What the paper does that CouncilEx does NOT do
- Mitigation. The paper's
Bias Detectorinforms aggregation; it doesn't rewrite outputs. CouncilEx'sBiasDetectoris purely diagnostic. You read the report and decide. - Embedding-based query similarity. The paper alludes to "similar historical queries"; CouncilEx's ETS store buckets by exact feature hash. Embedding-NN buckets would require a vector store; out of scope for core.
- Built-in TruthfulQA/HaluEval/BBQ runners. The harness is a skeleton. Datasets are not vendored; users fetch and grade.
- Adaptive per-query-type weight learning.

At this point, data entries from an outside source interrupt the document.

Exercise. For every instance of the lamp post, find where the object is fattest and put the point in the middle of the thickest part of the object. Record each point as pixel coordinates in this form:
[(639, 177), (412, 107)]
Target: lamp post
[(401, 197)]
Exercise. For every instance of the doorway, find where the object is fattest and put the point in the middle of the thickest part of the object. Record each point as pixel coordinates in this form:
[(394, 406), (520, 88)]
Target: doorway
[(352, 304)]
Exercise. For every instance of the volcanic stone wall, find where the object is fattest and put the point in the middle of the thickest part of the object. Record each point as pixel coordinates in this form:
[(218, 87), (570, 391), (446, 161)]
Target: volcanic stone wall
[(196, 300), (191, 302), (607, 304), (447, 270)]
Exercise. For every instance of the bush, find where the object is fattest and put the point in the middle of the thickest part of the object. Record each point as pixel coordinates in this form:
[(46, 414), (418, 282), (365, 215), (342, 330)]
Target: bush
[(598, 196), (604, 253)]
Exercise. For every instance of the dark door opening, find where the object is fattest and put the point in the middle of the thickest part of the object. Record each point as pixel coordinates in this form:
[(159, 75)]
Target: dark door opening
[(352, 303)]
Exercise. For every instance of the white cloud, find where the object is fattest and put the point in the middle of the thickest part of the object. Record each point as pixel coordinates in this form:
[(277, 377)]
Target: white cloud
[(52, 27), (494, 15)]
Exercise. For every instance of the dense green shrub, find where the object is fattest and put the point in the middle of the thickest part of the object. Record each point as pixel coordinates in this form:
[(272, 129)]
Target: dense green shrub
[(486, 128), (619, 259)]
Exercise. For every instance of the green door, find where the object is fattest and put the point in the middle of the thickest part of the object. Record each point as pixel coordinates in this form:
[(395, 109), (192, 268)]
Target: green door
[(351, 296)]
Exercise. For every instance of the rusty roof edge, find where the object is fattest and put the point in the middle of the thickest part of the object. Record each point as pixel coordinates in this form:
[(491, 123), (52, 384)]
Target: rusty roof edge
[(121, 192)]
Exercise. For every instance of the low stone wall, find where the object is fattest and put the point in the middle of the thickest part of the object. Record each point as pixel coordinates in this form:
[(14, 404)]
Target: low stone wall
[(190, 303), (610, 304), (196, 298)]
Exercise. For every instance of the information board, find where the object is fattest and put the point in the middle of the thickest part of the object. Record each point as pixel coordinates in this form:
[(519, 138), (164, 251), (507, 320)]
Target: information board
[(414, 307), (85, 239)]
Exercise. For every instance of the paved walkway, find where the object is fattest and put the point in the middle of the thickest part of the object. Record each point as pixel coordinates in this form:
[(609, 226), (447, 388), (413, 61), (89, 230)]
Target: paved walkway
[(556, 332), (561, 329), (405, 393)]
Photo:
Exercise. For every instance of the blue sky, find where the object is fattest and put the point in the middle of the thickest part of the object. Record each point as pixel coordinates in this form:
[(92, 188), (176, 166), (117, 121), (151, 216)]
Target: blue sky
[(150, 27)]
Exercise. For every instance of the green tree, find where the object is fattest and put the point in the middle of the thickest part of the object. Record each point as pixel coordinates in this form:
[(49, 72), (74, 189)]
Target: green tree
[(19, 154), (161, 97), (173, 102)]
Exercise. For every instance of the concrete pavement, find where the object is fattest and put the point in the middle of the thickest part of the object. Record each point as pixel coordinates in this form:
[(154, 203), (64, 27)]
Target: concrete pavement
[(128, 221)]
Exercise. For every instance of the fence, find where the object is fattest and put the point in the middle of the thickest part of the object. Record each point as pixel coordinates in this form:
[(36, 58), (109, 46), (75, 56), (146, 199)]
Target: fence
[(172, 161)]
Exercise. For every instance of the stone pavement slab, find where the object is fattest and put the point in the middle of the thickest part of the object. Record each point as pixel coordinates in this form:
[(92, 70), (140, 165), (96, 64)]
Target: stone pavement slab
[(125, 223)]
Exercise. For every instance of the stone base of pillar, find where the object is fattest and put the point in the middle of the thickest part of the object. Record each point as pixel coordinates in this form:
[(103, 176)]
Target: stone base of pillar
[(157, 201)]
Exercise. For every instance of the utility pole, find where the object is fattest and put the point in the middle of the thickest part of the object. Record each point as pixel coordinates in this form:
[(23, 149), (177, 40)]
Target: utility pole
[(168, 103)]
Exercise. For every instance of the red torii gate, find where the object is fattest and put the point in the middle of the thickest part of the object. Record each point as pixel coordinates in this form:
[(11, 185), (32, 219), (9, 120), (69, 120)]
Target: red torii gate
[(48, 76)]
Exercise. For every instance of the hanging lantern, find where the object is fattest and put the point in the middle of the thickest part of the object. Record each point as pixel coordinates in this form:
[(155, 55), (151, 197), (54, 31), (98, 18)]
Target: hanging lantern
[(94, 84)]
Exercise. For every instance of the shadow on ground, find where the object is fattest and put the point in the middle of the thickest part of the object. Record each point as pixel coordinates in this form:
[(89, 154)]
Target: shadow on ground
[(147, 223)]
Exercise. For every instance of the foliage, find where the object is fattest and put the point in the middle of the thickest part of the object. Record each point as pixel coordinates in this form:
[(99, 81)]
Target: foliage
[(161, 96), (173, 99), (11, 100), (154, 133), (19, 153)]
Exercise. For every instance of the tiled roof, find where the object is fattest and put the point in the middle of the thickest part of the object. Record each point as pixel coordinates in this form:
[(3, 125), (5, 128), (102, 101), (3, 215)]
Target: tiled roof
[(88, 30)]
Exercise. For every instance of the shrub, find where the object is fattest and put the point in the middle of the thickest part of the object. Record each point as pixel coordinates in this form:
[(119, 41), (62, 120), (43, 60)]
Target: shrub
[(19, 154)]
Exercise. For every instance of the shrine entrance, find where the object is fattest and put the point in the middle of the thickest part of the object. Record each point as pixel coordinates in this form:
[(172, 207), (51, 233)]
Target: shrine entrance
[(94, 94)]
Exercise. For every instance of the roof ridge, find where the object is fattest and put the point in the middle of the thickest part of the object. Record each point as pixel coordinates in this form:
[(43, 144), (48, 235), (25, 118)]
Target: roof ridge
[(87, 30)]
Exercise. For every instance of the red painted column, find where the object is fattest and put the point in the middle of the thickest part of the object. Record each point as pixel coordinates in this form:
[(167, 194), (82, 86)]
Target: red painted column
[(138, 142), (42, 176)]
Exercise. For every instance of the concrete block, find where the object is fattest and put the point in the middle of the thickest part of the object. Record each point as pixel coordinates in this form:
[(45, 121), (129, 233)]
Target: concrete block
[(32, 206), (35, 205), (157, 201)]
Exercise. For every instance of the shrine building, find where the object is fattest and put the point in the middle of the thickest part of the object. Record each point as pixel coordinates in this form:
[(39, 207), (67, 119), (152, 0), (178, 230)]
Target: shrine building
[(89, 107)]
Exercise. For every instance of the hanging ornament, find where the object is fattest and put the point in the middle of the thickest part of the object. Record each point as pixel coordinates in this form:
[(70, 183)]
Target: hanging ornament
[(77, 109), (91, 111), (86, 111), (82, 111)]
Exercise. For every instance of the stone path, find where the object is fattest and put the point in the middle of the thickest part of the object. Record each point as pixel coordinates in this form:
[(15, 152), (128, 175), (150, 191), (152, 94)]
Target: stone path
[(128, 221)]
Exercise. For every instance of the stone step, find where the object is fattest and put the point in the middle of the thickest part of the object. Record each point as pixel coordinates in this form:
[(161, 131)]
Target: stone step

Reliabilitytracks per-bucket accuracy; turning that into a chair input still requires the caller to read the score and pass it as a member:weight(or rely on:confidenceas a proxy). A first-class adapter is a reasonable next step.
Examples
| File | Demonstrates |
|---|---|
examples/weighted_consensus_example.exs | Static :weight opts, OpenRouter |
examples/confidence_example.exs | :self_report driving weights |
examples/bias_detector_example.exs | Panel + analyze/2 over real member outputs |
examples/reliability_example.exs | ETS store mechanics, no API key |
References
- Wu, S., Li, X., Feng, Y., Li, Y., Wang, Z., & Wang, R. (2026). Council Mode: A Heterogeneous Multi-Agent Consensus Framework for Reducing LLM Hallucination and Bias. arXiv:2604.02923. PDF.